But Rainie said many saw this as leading to “a shrinking of the middle class and expansion of the ranks of the unemployed.”
‘Automation is Voldemort’
“Automation is [the ‘Harry Potter’ villain] Voldemort: the terrifying force nobody is willing to name,” said Jerry Michalski, founder of Relationship Economy eXpedition, a think tank of corporate executives.
“The race between automation and human work is won by automation, and as long as we need fiat currency to pay the rent/mortgage humans will fall out of the system in droves as this shift takes place,” he said.
Stowe Boyd, lead researcher at GigaOM Research, said the growing use of autonomous vehicles would take away important jobs for men such as truck and taxi drivers.

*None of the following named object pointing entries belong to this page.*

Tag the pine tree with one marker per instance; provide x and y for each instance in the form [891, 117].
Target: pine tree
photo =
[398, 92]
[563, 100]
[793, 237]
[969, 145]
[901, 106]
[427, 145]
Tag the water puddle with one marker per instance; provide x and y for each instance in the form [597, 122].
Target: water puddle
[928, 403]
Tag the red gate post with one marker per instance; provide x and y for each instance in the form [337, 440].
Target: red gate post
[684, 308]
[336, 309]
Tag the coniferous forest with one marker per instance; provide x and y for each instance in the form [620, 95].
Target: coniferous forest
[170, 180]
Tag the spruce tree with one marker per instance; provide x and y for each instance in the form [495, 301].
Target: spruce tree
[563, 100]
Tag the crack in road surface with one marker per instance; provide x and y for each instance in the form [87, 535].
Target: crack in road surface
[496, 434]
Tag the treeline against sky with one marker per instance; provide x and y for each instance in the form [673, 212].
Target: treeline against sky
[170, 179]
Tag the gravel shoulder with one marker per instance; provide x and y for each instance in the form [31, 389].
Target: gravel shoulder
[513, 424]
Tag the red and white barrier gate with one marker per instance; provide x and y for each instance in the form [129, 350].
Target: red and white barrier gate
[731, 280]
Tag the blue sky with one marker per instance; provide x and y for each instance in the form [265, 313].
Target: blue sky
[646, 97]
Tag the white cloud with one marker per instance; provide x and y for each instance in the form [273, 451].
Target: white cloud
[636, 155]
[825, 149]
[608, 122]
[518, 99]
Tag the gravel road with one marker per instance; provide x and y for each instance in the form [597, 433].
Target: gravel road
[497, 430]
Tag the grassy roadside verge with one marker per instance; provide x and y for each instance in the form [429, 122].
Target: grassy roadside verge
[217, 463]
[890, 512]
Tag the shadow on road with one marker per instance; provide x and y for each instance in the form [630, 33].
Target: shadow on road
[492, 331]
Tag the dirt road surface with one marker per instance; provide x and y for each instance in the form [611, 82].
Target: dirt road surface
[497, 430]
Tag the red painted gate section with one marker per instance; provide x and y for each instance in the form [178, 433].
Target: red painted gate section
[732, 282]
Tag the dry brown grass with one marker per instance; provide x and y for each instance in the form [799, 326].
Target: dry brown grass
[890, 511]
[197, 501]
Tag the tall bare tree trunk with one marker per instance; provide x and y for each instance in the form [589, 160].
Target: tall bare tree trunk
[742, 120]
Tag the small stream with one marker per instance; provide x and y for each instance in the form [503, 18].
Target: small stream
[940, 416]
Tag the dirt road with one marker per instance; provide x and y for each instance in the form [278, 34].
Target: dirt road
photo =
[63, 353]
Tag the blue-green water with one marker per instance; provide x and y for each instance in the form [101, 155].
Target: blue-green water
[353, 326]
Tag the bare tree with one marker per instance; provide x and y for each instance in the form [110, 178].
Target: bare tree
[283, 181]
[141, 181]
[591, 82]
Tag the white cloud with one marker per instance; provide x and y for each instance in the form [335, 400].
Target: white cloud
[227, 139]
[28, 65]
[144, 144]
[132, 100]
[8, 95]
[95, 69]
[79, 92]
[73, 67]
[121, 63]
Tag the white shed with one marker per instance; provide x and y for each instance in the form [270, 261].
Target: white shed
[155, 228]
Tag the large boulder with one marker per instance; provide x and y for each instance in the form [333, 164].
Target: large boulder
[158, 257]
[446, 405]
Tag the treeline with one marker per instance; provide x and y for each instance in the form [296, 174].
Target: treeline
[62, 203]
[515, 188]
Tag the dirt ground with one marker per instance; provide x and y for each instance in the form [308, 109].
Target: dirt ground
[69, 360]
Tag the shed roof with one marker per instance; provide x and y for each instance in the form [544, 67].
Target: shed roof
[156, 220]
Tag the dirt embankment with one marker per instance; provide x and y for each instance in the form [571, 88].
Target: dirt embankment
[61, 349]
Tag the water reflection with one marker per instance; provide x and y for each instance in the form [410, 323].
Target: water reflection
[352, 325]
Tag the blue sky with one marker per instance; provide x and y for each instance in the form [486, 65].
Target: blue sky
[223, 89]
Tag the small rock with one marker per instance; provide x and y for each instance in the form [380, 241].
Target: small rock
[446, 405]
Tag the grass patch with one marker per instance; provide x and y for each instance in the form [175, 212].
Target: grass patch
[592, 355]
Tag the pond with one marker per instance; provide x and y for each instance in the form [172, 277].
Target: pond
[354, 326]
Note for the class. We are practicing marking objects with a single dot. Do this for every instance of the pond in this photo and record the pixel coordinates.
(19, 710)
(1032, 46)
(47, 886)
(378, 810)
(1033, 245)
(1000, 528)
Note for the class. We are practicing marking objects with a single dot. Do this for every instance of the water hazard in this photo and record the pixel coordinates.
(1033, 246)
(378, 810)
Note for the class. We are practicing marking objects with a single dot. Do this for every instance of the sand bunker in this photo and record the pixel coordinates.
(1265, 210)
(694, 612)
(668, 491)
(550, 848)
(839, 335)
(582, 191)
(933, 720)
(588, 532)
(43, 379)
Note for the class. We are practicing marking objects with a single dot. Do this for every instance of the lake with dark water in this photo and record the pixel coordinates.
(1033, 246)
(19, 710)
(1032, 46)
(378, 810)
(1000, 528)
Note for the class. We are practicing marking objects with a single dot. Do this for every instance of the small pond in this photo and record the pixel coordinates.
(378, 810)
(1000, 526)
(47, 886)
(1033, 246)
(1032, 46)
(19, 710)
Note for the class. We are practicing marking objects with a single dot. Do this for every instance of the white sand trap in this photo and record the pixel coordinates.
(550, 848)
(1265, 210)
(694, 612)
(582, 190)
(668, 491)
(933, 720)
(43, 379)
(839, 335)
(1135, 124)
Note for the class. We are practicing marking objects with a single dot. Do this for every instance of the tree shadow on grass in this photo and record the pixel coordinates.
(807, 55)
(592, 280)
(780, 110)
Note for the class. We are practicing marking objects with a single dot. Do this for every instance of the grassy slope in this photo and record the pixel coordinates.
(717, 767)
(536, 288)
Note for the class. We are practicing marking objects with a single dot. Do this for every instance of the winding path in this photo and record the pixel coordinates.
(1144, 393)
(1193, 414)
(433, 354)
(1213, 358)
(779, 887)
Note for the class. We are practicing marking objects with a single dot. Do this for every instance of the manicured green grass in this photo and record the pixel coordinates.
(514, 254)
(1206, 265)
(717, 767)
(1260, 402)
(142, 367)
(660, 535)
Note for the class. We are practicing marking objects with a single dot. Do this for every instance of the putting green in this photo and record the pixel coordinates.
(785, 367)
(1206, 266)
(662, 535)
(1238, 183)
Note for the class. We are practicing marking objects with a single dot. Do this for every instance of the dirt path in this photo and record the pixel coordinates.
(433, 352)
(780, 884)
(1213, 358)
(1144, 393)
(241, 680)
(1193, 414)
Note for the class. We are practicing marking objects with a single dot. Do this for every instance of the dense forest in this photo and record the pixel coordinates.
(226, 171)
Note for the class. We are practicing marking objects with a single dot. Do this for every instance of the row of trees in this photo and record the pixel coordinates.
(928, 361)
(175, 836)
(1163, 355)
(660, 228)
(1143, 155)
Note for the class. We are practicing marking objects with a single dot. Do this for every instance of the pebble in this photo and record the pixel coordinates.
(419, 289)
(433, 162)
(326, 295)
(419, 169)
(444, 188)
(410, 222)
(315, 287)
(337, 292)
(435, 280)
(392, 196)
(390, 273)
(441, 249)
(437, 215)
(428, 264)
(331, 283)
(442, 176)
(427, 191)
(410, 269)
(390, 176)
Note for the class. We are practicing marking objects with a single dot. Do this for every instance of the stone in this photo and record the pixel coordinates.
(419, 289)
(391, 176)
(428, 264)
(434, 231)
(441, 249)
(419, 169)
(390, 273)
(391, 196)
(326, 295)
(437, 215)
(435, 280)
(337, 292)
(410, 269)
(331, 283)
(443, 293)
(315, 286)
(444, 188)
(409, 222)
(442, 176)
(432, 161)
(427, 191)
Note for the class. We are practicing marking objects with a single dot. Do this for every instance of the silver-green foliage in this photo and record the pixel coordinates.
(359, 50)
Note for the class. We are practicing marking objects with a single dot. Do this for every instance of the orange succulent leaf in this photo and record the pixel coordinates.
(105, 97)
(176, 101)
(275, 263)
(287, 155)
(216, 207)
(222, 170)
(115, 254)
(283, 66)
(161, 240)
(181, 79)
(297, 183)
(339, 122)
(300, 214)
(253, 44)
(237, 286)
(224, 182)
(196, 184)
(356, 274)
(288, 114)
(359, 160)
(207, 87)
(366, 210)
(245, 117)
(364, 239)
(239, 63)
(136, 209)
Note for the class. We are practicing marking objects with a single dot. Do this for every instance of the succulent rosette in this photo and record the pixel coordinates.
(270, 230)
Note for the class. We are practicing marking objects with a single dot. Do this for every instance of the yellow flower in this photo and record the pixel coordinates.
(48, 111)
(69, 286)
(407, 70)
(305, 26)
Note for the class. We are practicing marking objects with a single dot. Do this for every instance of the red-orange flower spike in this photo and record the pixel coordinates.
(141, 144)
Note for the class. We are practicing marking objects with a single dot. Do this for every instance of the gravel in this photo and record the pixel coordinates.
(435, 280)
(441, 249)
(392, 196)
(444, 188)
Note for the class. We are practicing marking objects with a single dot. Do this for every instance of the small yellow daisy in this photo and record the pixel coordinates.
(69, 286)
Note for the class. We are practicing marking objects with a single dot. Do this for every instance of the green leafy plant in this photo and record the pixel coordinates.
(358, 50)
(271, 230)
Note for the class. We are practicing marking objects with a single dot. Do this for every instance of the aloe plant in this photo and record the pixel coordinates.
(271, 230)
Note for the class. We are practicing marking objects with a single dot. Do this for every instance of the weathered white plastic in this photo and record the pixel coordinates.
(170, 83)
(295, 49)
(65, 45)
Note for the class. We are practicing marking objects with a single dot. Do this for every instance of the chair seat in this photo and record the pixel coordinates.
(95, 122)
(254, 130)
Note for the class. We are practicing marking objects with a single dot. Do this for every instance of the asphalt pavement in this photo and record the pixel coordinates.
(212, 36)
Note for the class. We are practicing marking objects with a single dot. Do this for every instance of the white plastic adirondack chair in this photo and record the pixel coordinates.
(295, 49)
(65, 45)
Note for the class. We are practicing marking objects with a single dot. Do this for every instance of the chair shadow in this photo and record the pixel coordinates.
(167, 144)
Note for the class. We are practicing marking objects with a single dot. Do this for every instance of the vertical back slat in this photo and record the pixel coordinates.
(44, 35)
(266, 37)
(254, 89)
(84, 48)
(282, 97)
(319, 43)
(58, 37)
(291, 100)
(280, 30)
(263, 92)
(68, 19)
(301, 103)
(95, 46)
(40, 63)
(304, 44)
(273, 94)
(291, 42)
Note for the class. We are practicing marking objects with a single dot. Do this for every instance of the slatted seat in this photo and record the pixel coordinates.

“An increasing proportion of the world’s population will be outside of the world of work—either living on the dole, or benefiting from the dramatically decreased costs of goods to eke out a subsistence lifestyle,” he said.
“The central question of 2025 will be: What are people for in a world that does not need their labor, and where only a minority are needed to guide the ‘bot-based economy’?”
Justin Reich at Harvard University’s Berkman Center for Internet & Society said robots and artificial intelligence “will increasingly replace routine kinds of work—even the complex routines performed by artisans, factory workers, lawyers and accountants.”
Others were optimistic, such as JP Rangaswami, chief scientist for Salesforce.com.
“The very nature of work will have changed radically by 2025, but only in economies that have chosen to invest in education, technology and related infrastructure,” he said.
“Some classes of jobs will be handed over to the ‘immigrants’ of AI and robotics, but more will have been generated in creative and curating activities as demand for their services grows exponentially.”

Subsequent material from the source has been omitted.